O da aynı turuncu üniformayı giymişti. Dağınık sarı saçları hücredeki az ışığı yakalıyordu. Keskin, mavi gözleri yaramazlıkla parlıyordu, sanki burada hiçbir şey onu etkilemezmiş gibi.

Bronzlaşmış teni saçlarının açıklığıyla tezat oluşturuyordu ve boynunda bir dövme vardı. Bir isim gibi görünüyordu, ama loş ışık nedeniyle okumak zordu.

"Ne kadar süre yerde kalmayı planlıyorsun?" diye sordu, kaşını kaldırarak.

Şaşkınlıkla göz kırptım ve yavaşça, tereddütle ayağa kalktım.
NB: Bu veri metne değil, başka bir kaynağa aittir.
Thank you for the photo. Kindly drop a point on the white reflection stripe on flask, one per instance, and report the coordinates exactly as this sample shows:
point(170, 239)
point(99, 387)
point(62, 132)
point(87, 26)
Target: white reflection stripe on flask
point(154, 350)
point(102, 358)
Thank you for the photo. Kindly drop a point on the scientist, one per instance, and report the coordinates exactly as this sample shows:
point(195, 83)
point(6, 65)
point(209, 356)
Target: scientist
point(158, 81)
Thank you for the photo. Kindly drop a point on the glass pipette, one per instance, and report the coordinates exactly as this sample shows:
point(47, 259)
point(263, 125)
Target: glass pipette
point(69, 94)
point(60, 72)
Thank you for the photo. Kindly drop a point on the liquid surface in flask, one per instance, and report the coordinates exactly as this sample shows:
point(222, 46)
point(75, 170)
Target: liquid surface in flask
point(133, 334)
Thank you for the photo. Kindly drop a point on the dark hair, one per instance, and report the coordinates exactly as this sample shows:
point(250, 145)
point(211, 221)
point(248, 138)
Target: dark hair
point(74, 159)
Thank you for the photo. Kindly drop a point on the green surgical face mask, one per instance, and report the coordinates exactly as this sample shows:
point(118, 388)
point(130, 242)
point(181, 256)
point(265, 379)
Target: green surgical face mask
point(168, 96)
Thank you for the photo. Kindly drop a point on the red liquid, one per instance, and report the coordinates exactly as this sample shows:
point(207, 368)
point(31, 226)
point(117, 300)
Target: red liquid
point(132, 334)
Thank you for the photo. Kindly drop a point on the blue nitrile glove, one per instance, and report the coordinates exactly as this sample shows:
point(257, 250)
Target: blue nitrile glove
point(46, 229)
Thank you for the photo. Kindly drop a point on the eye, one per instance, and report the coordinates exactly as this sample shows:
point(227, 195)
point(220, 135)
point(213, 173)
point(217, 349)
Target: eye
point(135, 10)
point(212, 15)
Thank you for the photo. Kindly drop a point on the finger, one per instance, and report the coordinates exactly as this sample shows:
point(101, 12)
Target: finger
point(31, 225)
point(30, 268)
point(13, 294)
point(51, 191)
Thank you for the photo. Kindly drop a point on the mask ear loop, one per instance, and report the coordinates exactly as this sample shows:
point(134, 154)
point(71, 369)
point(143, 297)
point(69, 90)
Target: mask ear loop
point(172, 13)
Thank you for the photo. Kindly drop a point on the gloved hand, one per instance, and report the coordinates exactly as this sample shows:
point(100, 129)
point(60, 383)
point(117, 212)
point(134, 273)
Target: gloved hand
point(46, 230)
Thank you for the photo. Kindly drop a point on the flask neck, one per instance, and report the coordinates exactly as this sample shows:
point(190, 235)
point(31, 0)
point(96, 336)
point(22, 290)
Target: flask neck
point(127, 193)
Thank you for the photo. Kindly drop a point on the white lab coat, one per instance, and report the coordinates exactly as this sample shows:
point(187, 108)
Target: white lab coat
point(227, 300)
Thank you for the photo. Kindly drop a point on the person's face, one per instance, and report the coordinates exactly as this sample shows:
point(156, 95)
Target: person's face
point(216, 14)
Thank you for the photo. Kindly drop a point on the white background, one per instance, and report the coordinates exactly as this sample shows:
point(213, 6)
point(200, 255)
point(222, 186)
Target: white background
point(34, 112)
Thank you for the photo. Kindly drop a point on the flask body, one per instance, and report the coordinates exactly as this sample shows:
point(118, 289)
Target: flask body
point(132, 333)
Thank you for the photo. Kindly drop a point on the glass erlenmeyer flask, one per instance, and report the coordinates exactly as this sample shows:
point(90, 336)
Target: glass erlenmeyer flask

"Panik yapmana gerek yok. Isırmam," diye kıkırdadı. "Yani... belki ısırırım. Ama bu gece değil. Geç oldu. Her şeyi yarın anlatırım. Üst yatak senin."

Daha fazla soru beklemeden arkasını döndü ve yatağa yerleşti.

Yorgunluk beni ezdi. İtiraz edecek gücüm yoktu. Üst yatağa tırmandım, yan yatıp yüzümü soğuk duvara bastırdım ve sessizce gözyaşlarım yanaklarımdan süzüldü.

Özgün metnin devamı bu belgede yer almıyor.